Question

A spring force of constant k is cut into length of ratio 1:2:3. They are connected in series and the new force constant is k’. Then they are connected in parallel and force constant is k”. Then k’: k” is:
A. 1:14
B. 1:6
C. 1:9
D. 1:11

Answer 1

Hint: To calculate net stiffness or force constant of springs, we will have to find the stiffness of individual springs and then apply the suitable formula for finding net stiffness of all the springs. After finding net stiffness for both cases, we will divide the two, to find our answer.

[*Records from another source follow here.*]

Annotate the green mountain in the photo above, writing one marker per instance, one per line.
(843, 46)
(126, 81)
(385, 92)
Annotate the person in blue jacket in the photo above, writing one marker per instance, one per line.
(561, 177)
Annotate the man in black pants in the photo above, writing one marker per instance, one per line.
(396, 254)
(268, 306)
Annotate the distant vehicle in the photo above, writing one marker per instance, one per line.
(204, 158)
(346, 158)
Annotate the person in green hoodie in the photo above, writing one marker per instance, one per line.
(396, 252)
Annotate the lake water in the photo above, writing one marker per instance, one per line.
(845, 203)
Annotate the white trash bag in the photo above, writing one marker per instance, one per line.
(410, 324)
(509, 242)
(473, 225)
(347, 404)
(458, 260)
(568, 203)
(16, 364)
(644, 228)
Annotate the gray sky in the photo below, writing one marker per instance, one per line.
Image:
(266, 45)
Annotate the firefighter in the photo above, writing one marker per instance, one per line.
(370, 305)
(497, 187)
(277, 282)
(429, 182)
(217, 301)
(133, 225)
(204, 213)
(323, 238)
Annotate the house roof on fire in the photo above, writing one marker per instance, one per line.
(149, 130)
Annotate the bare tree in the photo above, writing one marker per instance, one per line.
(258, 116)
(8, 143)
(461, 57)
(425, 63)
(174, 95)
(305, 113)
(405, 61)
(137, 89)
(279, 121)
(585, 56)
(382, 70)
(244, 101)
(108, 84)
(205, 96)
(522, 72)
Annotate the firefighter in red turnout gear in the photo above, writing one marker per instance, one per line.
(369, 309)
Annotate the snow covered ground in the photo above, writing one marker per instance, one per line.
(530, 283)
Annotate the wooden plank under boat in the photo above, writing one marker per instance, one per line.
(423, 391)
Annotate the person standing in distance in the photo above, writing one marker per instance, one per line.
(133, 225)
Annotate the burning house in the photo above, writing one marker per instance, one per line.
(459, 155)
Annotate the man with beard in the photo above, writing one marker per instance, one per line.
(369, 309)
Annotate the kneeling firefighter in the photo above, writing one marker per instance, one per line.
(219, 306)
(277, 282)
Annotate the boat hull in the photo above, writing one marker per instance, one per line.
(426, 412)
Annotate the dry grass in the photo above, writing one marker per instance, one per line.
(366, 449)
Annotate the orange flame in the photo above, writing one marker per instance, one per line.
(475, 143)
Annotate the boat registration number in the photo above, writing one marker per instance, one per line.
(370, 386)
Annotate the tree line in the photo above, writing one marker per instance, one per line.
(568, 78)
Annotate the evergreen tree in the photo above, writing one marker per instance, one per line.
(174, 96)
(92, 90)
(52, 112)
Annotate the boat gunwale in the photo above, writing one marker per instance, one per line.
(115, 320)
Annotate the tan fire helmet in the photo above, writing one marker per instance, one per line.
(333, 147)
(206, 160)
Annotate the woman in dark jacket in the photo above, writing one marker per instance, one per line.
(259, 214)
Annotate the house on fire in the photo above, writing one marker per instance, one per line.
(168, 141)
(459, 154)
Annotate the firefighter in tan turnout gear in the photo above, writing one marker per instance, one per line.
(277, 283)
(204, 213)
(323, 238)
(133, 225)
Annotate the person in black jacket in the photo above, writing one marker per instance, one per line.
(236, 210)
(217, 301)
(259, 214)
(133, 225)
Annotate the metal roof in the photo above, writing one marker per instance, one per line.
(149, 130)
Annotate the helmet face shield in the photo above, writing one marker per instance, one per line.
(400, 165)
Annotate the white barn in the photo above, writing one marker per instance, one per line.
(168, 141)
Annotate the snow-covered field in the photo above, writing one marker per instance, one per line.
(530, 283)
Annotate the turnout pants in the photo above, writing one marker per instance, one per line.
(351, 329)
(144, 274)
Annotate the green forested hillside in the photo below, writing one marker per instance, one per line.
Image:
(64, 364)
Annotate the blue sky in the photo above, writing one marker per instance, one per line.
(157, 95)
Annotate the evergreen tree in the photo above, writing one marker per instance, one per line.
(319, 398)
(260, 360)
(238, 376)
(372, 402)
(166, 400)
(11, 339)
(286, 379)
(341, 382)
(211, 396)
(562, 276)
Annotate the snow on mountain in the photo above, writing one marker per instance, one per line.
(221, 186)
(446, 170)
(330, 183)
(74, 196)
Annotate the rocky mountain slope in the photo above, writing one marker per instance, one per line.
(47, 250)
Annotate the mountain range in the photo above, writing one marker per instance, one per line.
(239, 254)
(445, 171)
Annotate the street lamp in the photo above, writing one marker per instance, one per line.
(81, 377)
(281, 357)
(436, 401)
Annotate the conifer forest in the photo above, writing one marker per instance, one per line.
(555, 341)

Complete Step-by-Step solution:
Let us assume the total length of spring to be l and spring constant of spring k. As the spring is cut into length of ratio 1:2:3, length of corresponding parts will be
$${\displaystyle \frac{l}{6}},{\displaystyle \frac{l}{3}},$$and ${\displaystyle \frac{l}{2}}$ respectively.
The product of spring constant and its length always remains constant, even after cutting the spring into different parts. The product of spring constant and length of original spring is $kl$. This product will remain the same for the different parts.
Let us assume the spring constant of the springs of length $${\displaystyle \frac{l}{6}},{\displaystyle \frac{l}{3}},{\displaystyle \frac{l}{2}}$$ to be $k_1,k_2,$ and $k_3$ respectively. Therefore,
$k_1{\displaystyle \frac{l}{6}}=k_2{\displaystyle \frac{l}{3}}=k_3{\displaystyle \frac{l}{2}}=kl$
From the above equation we get
$k_1=6k,k_2=3k,k_3=2k$
Net stiffness (spring constant) of n springs of stiffness $k_1,k_2,....k_n$ in parallel is given by
$k_{net}=k_1+k_2+...+k_n$
In this case the net stiffness of spring with stiffness $k_1,k_2,$and $k_3$ is k’’. So,
$k^{″}=6k+3k+2k=11k$
$k^{″}=11k$
Net stiffness (spring constant) of n springs of stiffness $k_1,k_2,....k_n$ in series is given by
${\displaystyle \frac{1}{k_{net}}}={\displaystyle \frac{1}{k_1}}+{\displaystyle \frac{1}{k_2}}+....+{\displaystyle \frac{1}{k_n}}$
In this case the net stiffness of spring with stiffness $k_1,k_2,$and $k_3$ is k’. So,
${\displaystyle \frac{1}{k^{\prime }}}={\displaystyle \frac{1}{6k}}+{\displaystyle \frac{1}{3k}}+{\displaystyle \frac{1}{2k}}={\displaystyle \frac{1}{k}}$
$k^{\prime }=k$
Therefore $k^{\prime }:k^{″}={\displaystyle \frac{k^{\prime }}{k^{″}}}={\displaystyle \frac{k}{11k}}=1:11$
Hence the correct option is D.

Note: The formula for the net stiffness for springs connected in parallel is identical to the formula of net resistance of resistors connected in series. And the formula for the net stiffness for springs connected in series is identical to the formula of net resistance of resistors connected in parallel.